To appreciate the power of listening, run two quick thought experiments. Think of a specific, discreet instance when you did not feel heard. Run the experience through your mind like a movie. Witness the story from beginning to end. How did you feel and what did you think about yourself in this experience? What did you think and feel about the other person, or your relationship with them? What did you think and feel about the task at hand?

I recall an experience in art class in the third grade. Struggling with an assignment, I consulted my neighbor for help. The teacher called out my name and told me to stand against the wall with my nose touching the wall. In my 8-year-old way I tried to open a conversation. What did I do so wrong? I am working on my assignment. What does standing against the wall solve? My attempts were met with contempt and, “Nose against the wall, meathead!”

My feelings about self were humiliation, powerlessness, fear and later anger. My feelings toward the teacher were resentment, and probably distrust. And what about the task? I never did overcome the challenge for that assignment. My attempts to solve the problem were thwarted. I gave up on art. Sure, part of the problem was harsh treatment, but the lack of voice, for me, is what stirred the palpable sense of powerlessness.

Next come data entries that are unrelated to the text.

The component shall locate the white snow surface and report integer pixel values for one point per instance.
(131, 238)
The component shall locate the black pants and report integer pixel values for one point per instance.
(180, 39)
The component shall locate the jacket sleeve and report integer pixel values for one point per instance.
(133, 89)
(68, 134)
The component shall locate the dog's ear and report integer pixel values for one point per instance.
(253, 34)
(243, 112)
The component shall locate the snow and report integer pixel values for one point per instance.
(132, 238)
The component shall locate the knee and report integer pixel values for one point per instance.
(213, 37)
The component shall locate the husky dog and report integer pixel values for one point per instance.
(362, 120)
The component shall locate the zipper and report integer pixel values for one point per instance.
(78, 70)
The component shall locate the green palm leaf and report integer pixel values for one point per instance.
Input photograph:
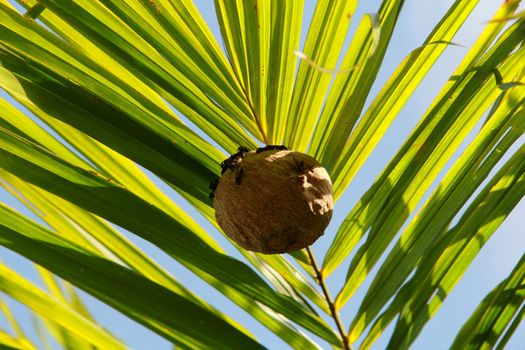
(109, 101)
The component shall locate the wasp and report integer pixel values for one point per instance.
(270, 148)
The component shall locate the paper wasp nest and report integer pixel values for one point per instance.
(273, 200)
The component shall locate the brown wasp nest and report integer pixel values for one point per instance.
(272, 200)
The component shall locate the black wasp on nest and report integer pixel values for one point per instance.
(234, 159)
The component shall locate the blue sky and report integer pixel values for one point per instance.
(494, 262)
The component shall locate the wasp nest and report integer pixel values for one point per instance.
(273, 200)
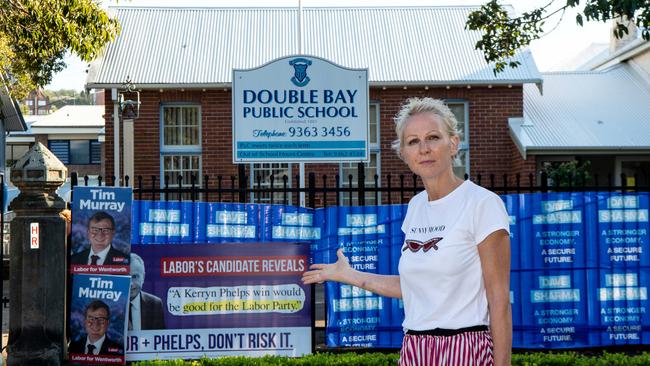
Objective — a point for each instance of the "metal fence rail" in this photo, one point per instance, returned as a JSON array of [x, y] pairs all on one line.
[[323, 191]]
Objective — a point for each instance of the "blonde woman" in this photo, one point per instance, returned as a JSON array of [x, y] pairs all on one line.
[[454, 270]]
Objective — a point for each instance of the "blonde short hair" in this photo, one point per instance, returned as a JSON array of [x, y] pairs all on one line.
[[414, 106]]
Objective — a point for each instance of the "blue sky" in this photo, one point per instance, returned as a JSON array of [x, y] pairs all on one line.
[[563, 43]]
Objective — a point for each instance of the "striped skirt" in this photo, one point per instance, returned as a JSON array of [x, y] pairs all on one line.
[[464, 349]]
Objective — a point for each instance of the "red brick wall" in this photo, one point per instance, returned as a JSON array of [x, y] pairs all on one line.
[[491, 148]]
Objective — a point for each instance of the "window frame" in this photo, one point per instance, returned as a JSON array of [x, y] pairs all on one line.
[[68, 160], [180, 150]]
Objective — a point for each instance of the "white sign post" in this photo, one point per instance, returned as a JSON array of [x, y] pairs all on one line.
[[300, 109]]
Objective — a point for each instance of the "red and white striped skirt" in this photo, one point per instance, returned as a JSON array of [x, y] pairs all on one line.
[[464, 349]]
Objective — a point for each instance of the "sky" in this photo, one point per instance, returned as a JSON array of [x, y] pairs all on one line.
[[563, 41]]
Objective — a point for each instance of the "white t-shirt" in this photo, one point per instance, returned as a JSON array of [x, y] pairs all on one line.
[[443, 287]]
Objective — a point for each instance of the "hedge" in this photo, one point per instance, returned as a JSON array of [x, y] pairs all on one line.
[[386, 359]]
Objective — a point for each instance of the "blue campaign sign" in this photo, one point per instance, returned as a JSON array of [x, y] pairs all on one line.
[[101, 230], [98, 309], [622, 230], [584, 270], [555, 309], [580, 262], [168, 222], [371, 238], [556, 222]]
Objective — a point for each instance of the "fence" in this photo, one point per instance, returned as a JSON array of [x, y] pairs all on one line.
[[323, 191]]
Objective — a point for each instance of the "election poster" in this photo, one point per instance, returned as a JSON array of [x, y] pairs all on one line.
[[167, 222], [101, 230], [223, 299], [98, 319], [580, 264], [371, 238]]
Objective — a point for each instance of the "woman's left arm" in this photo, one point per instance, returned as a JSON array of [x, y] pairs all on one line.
[[494, 252]]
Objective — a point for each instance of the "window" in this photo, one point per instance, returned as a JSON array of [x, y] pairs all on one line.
[[460, 111], [261, 178], [180, 144], [15, 152], [371, 168], [76, 151], [635, 168], [184, 166]]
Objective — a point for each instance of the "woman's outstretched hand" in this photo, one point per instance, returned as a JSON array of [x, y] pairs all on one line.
[[320, 272]]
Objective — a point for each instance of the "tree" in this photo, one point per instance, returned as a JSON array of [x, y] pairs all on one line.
[[568, 173], [504, 34], [36, 34]]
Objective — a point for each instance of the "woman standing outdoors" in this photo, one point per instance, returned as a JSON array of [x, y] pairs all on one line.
[[454, 270]]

Now think of an experience when you did feel heard, when your voice mattered. Also in the third grade, another teacher, Mrs. White, took interest in my experience of my younger brother who was born in the spring of my third grade year. She noticed during a class field trip, where my infant brother was present, that I carried him and cared for him with confidence. She inquired about my role as a big brother and I found myself sharing about bathing and changing him, taking him for walks, and burping him. While I did these out of interest without thinking too much about it, as I told her about my role as a big brother, I found myself telling a story of caretaking, love, responsibility, and competence. I felt uncharacteristically confident and capable. My feelings toward my teacher were warm because I felt important enough in her eyes to capture her interest. And my feelings toward the task of big-brothering were love and intimacy. I know I had positive feelings about my infant brother prior to the dialogue with my teacher, but the positive emotion and view of self, view of other, and view of the task became very prominent during this conversation – the only significant conversation I can remember about becoming a big brother.

Listening with curiosity is an act of intimacy that does more than we might appreciate at first. As your own thought experiment likely reveals, it changes our thoughts and feelings about ourselves, others in our lives, and the task of life in front of us.